L’intromission une fois réussie, l’homme poussait un cri de victoire par lequel il se comparait à la foudre. Mais il arrivait qu’il ne parvienne pas à maîtriser son épouse et doive faire appel à ses amis, ce qui était évidemment une honte pour lui. Dans les conseils reçus la veille du mariage par la fille il pouvait être question de l’indulgence dont le cas échéant il fallait faire preuve à l’égard d’un époux peu entraîné ou néophyte. Mais le plus souvent celui-ci avait déjà l’expérience des rapports. Il pouvait aussi « acheter » la faible résistance de sa femme par un cadeau. L’acte devait être accompli avant l’heure où « les hyènes se mettent à hurler ». Le mariage pouvait même être suspendu quand on entendait trop tôt le cri de l’animal parce qu’il était de mauvais présage. L’épouse avait-elle ses règles durant les cérémonies, le couple n’avait que des relations symboliques en attendant la fin des saignements.

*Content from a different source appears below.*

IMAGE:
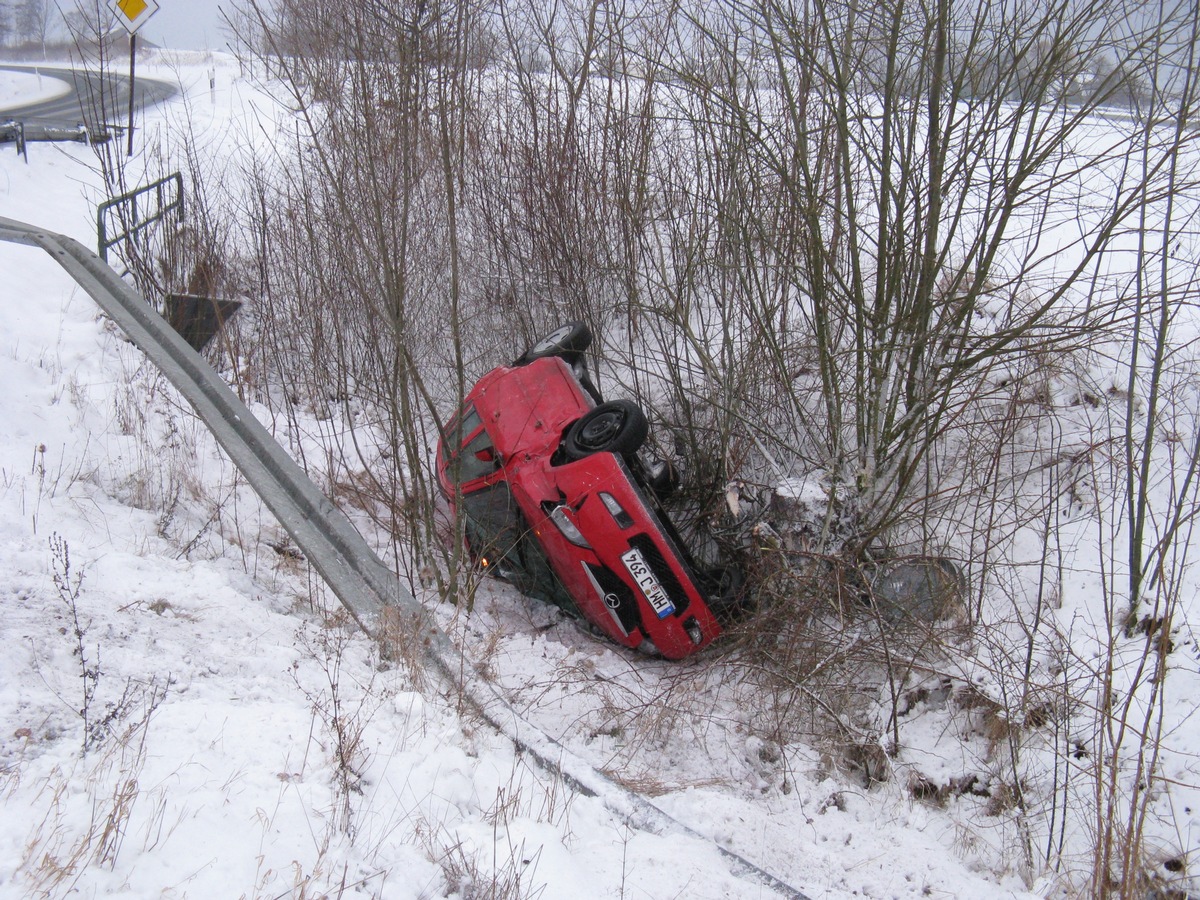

Selon les régions, l’épouse s’éclipsait aux dernières heures de la nuit alors que l’homme était encore endormi, de sorte que les deux époux ne se voyaient réellement que quelques jours après le mariage.

« A la fin de ma nuit de noces, ma honte était plus grande encore que mes craintes et très tôt le matin, j’ai quitté le lit pour être bien certaine que personne ne m’aperçoive tandis que je venais de coucher avec un homme ».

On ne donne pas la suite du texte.